William Keaning Weaver was living on a ranch in North Dakota in 1894 when he decided to take a herd of bison to the San Francisco Exhibition. While sitting in a hotel lobby, he struck up a conversation with James Addison Reavis who gave Weaver glowing reports of land in Arizona. Weaver, born in New York, had been a business man in a small Minnesota town before purchasing a 4,000-acre ranch near Fargo where he successfully raised cattle and bison. The accidental conversation with Reavis impressed him enough that he returned to North Dakota, sold his property, and moved his family and stock to an area known as Arizola. He settled into a home Reavis had built near the railroad tracks and continued farming. Weaver’s younger brother followed with his family as did his niece, Lillian Weaver, and her husband, T. R. Peart. All would become prominent citizens in the area. Weaver, T. R. Peart, and his son, Dan, served as Casa Grande mayors. Lillian Weaver Peart established the Women’s Club and saw to the building of their cobblestone headquarters still standing on Sacaton St. Most of the 57 people buried in the Weaver Pioneer Cemetery are related to the Weaver and Peart families.
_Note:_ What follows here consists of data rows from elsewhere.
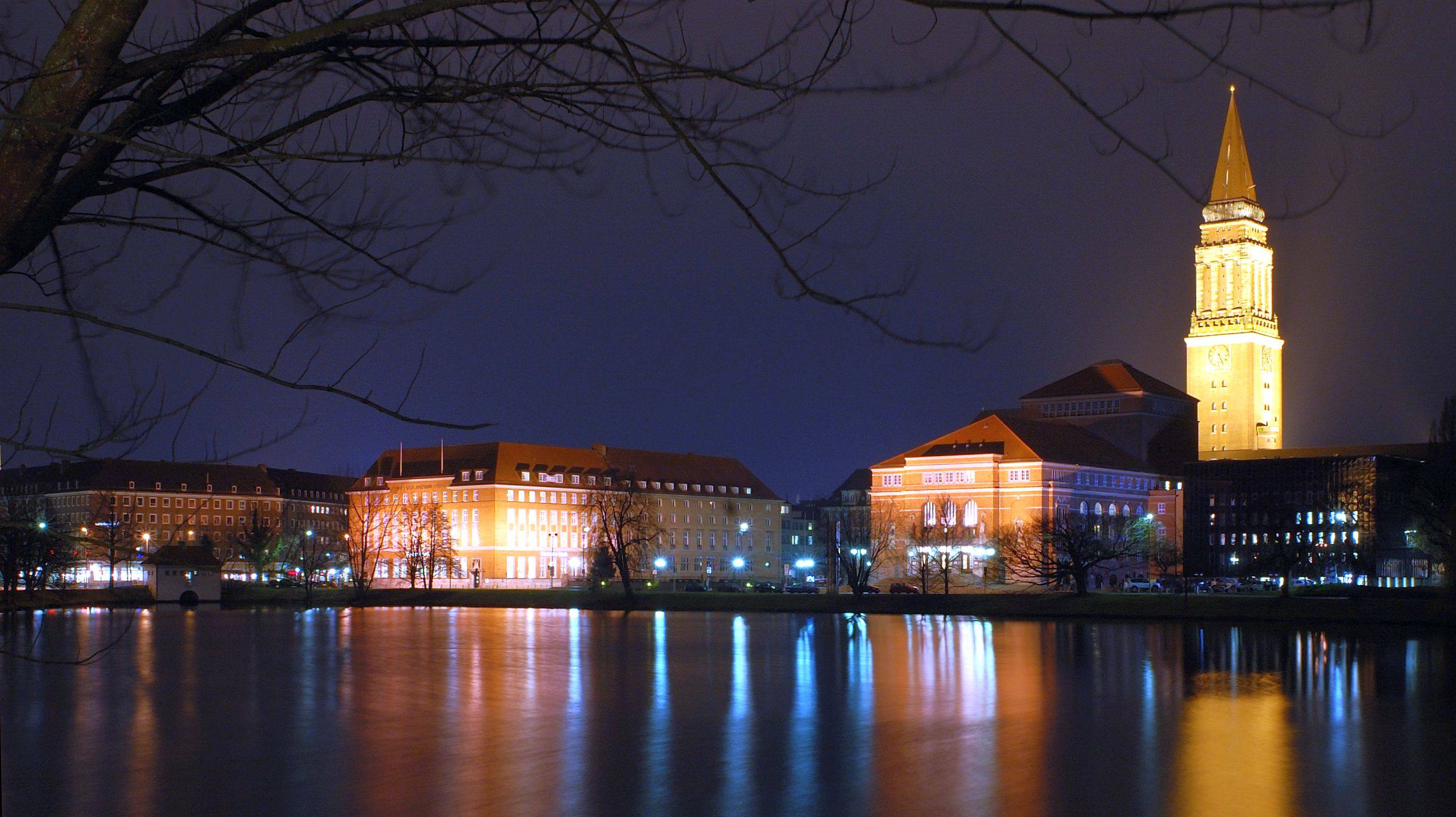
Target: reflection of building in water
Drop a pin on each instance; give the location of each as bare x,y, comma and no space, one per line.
1233,746
935,699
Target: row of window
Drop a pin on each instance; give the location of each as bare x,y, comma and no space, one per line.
1079,408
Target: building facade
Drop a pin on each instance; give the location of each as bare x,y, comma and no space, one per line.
1081,445
1235,352
801,553
516,512
146,504
1340,509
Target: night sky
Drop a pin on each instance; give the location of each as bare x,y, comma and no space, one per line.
608,315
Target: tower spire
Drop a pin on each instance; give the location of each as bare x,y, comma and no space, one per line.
1232,178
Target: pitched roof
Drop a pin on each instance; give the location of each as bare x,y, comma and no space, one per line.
858,480
183,556
503,462
1108,377
1023,439
1232,176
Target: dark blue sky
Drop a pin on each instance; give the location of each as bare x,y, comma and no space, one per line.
599,318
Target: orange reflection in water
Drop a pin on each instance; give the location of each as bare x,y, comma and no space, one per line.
1233,749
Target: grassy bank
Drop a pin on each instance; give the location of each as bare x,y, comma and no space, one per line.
1366,607
1360,609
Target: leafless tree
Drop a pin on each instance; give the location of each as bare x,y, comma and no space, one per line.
437,551
261,139
862,544
624,522
261,544
1062,549
366,540
312,556
1164,554
921,540
24,541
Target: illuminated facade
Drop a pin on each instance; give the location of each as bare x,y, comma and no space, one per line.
517,512
1095,442
154,504
1235,355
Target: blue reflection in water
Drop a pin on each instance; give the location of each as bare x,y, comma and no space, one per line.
280,713
737,794
802,717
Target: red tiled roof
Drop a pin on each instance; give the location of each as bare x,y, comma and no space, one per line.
1023,439
1107,377
183,556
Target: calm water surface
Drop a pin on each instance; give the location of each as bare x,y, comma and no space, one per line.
474,711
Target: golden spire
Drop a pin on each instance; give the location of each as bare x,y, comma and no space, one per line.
1233,178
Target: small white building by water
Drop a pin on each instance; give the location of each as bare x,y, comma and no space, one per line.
184,573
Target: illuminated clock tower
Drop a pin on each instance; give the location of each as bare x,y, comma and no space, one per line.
1235,355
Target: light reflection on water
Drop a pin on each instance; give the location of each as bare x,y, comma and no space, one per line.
465,711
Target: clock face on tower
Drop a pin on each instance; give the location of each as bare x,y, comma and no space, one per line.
1219,356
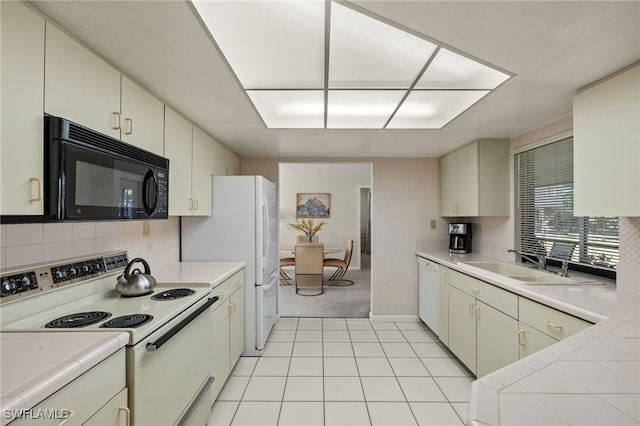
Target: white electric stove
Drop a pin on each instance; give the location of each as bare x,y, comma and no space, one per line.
170,340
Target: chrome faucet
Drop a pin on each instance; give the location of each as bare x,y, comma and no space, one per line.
539,259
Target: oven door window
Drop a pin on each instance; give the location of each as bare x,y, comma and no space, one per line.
102,186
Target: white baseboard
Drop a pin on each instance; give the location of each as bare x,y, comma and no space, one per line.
394,318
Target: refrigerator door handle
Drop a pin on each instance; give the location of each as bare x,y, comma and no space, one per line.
266,237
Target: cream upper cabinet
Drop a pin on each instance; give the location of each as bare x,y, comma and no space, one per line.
203,157
79,85
22,102
191,153
141,118
178,141
474,180
606,147
83,88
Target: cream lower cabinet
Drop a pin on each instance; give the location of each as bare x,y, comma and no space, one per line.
22,68
97,397
227,329
490,328
541,326
483,325
443,305
495,334
462,327
220,368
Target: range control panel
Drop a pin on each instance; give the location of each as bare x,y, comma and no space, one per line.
17,283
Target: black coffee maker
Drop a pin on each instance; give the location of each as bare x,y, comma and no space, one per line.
460,238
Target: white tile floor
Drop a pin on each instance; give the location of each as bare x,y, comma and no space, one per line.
337,371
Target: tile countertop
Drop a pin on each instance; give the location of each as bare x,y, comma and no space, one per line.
212,273
34,365
592,377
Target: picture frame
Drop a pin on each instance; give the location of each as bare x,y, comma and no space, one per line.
313,205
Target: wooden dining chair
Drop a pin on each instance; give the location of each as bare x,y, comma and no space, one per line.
309,268
341,266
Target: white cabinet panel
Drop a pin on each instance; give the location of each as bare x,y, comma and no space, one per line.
497,343
22,103
606,147
79,85
474,180
142,118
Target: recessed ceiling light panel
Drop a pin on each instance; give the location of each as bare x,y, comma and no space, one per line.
432,109
269,44
449,70
290,109
366,53
361,109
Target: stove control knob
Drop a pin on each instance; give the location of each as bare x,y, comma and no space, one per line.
9,286
26,282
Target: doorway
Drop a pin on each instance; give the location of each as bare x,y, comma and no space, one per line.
349,217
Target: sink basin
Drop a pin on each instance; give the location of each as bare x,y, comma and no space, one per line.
525,275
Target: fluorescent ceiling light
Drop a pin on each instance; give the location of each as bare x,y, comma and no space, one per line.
432,109
449,70
321,64
294,109
369,54
269,44
361,109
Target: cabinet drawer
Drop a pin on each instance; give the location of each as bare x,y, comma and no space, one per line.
549,320
498,298
223,290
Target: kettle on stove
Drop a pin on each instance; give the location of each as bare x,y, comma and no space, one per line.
136,283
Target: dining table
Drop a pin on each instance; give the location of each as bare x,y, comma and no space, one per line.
290,249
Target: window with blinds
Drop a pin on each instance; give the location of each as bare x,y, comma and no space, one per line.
545,223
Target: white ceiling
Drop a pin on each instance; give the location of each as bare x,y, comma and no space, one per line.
553,48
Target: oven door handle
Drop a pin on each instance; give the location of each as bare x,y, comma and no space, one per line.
154,346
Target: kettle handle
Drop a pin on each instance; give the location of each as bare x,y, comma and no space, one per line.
126,273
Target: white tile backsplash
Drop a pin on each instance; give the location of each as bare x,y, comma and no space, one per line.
26,244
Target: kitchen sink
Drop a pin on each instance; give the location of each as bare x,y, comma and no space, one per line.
530,275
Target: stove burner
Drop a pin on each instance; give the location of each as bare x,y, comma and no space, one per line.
172,294
81,319
127,321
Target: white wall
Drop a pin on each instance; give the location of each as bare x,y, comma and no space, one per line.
342,181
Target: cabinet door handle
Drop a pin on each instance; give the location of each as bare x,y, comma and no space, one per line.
70,413
522,339
38,197
129,123
127,414
116,121
552,325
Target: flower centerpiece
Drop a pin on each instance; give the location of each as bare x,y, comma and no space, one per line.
307,226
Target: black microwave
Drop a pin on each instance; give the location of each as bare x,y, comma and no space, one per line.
90,176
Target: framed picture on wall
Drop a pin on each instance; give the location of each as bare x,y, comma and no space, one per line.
313,204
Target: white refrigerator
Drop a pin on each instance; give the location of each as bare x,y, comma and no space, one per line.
242,227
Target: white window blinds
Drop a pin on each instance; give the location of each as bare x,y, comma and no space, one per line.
545,223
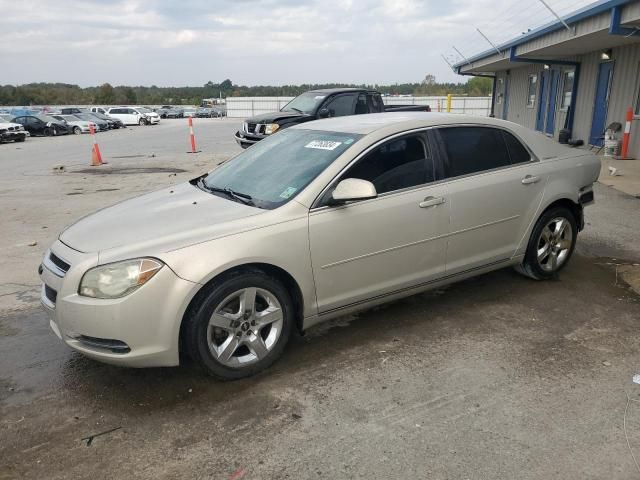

The cemetery was deeded to the Casa Grande Historical Society by Weaver descendants in 2006.
The fast-talking promoter who convinced Weaver to move to Arizona, soon met his fate. Shortly after the Weavers arrived here, closer scrutiny of the documents Reavis used to claim ownership of an old Spanish land grant were proven to be false. Known as the Peralta Land Grant, his scam involved central Arizona property from west of Phoenix eastward into New Mexico. His mastery of the art of forgery had fooled authorities in Spain, Mexico, and the United States for years and helped him extort payments from rightful property owners. In 1895, he was arrested, tried, and sentenced to two years in a federal penitentiary. A stone marker partly hidden by weeds on Jimmie Kerr Blvd. is all that remains to identify the area where James Addison “Peralta” Reavis had his headquarters, known as The Barony of Arizola. His story has been the subject of research papers, books, even a 1950s movie, The Baron of Arizona, starring Vincent Price.
I enjoyed these discoveries about our local area. Genealogical research showed me, however, that I am not related to those buried in the Weaver Pioneer Cemetery.